Two-factor authentication is a simple security measure that can thwart many attacks. Just having a stolen password is not enough when this measure is in place since a second one-time password is needed to gain access. Hackers stole an employee password at JP Morgan and had simple two-factor authentication been installed on all servers, this could have been prevented.
When the WHIR reported on the cyberattack in October, we spoke to security expert Andrew Avanessian, EVP of Avecto Consultancy & Technology Services. He said then that simple security measures likely could have prevented the attack and that there are generally commonalities between the kinds of breaches at companies like JP Morgan, Target and Home Depot.
Implementing simple security measures such as two-factor authentication, administrative privileges and blocking all programs that aren’t whitelisted takes care of most potential security holes. These are among some of the suggestions made by the Council on Cybersecurity.
Protecting customer data has always been important, but now possibly even more so. Earlier in December, a Minnesota US District court judge ruled that Target can be sued for negligence due to the 2013 security breach. Several banks that want to file suit against the company for the malware incident scored a victory when the judge sided with them. This ruling sets a precedent that could put service providers at great risk if they don’t take every possible measure to protect customer data.
“A large part of the problem, security experts say, is that it has become nearly impossible for banks of JPMorgan’s size to secure their networks, particularly as they integrate the networks of companies they acquire with their own,” said the Times article. “This has been a particular headache at JPMorgan, where it is still not uncommon for the name ‘Bank One’ — a lender JPMorgan merged with a decade ago — to pop up in a web URL.”
This indicates simply being a large organization is not necessarily an advantage, and may actually be a disadvantage when it comes to cybersecurity. In May, the New York State Department of Financial Services released a report stating that financial institutions of all sizes experienced attempted or actual intrusions over the past three years.

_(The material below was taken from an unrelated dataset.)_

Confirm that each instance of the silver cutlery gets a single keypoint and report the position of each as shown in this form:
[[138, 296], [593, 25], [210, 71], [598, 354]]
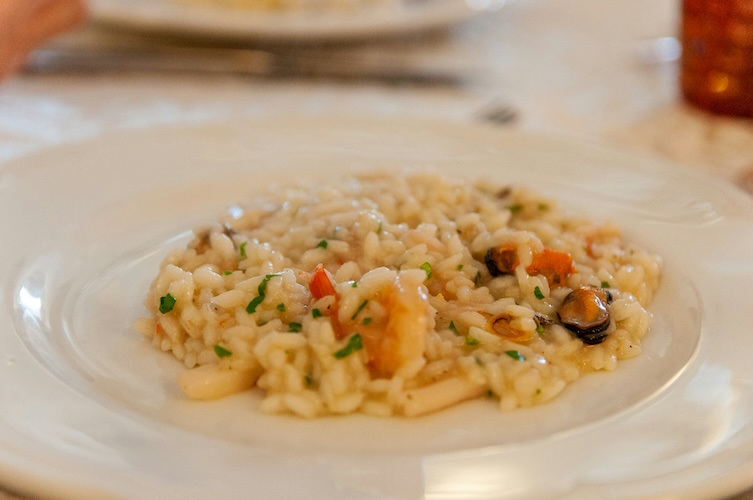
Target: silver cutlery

Security breaches are on the rise this year with several major companies experiencing hacks of varying severity using a variety of methods. JP Morgan, Kmart, Dairy Queen, Home Depot, Xbox, ICANN and Sony have all been the target of hacks designed to obtain sensitive data.
Turnover may also affect the security of an institution. The attacks at JP Morgan came after the bank’s chief information security officer left earlier this year along with other top security specialists, leaving the security team short on leadership for months. JP Morgan just hired Greg Rattray to fill this position in June.